学校法人きのくに子どもの村学園が運営する「南アルプス子どもの村小中学校」(山梨)に1年にわたり密着したほか、公立ながら同様に子どもの自主性を重んじる長野・伊那市立伊那小学校、そして東京・世田谷区立桜丘中学校を取材したドキュメンタリー映画『夢みる小学校』が、2月4日より公開される。それに先がけて行われた試写会では号泣する人が続出し、「見終わった瞬間、子どもがますます愛おしくなった」という声が多く聞かれた。
同映画の監督であるオオタヴィンさん(61才)と、映画にも登場する桜丘中学校で当時校長を務めていた西郷孝彦さん(67才)に、子どもにとって本当に必要で、いま取り戻すべきものは何かを聞いた。(前後編の後編)
公立も「校長の裁量」で素敵な学校に変えられる
──今回は、なぜ桜丘中学校も取り上げたのですか?
オオタ:「きのくに子どもの村学園(以下、子どもの村学園)」がいくらいい学校だといっても、全国5校で合計650人程度の子しか享受できない。悪い意味で「夢の学校」の話になってしまうと思ったんです。
公立にだっていい学校はあるはず。そう思って探しているうちにたどり着いたのが、「通知表、チャイム、時間割がない」ことで有名な、長野の伊那市立伊那小学校であり、西郷先生の桜丘中学校だったんです。
桜丘中は、公立なのに定期テストも制服も校則もない。「浴衣の日」には学校で浴衣を着ているし、ハロウィンには先生も生徒も仮装したまま授業を受けている。こんな中学に私も行きたかったなぁ(笑い)。西郷先生、よくああいう自由な中学校を実現しましたね。
西郷:私立校をゼロから立ち上げる方が大変なんです。お金もかかるし、人も集めなくちゃいけない。でも、公立校はもともと予算もあるし教員もいる。校長の裁量で、本当はいくらでも「子どものための学校」にできるんです。

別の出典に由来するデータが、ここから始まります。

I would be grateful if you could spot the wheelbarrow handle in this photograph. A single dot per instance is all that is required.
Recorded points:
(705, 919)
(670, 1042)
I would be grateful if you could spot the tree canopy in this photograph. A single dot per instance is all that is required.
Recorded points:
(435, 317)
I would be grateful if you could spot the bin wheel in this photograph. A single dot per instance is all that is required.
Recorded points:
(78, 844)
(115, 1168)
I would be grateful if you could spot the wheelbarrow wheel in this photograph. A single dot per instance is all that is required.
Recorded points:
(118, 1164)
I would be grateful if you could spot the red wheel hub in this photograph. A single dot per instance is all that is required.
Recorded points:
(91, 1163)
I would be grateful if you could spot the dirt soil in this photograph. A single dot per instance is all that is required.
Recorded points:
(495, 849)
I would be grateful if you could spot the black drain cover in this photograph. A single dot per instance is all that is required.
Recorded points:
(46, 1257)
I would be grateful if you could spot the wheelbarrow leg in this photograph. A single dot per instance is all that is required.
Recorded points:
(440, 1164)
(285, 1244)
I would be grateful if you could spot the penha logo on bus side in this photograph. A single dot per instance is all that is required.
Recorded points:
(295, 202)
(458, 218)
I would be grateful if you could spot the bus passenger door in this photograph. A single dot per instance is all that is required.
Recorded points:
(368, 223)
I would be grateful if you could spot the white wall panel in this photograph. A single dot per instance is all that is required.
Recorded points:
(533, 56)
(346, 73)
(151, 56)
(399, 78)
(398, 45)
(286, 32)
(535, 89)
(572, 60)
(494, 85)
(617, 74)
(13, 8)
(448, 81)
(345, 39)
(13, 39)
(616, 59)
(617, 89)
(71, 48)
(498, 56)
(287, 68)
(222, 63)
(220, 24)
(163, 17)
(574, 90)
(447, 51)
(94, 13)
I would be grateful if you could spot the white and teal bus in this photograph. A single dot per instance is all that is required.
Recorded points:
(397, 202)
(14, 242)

オオタ:驚いたのは、初めて桜丘中学校の校長室に行ったとき、校長先生の椅子に座って男の子がエレキギターを弾いていたことです(笑い)。
西郷:ハハハハハハ。
オオタ:桜丘中のことを知ってもらって、他校の校長にもどんどん真似してほしいなぁ。そもそも校則をなくしてしまえば、子どもも先生も楽しいのに。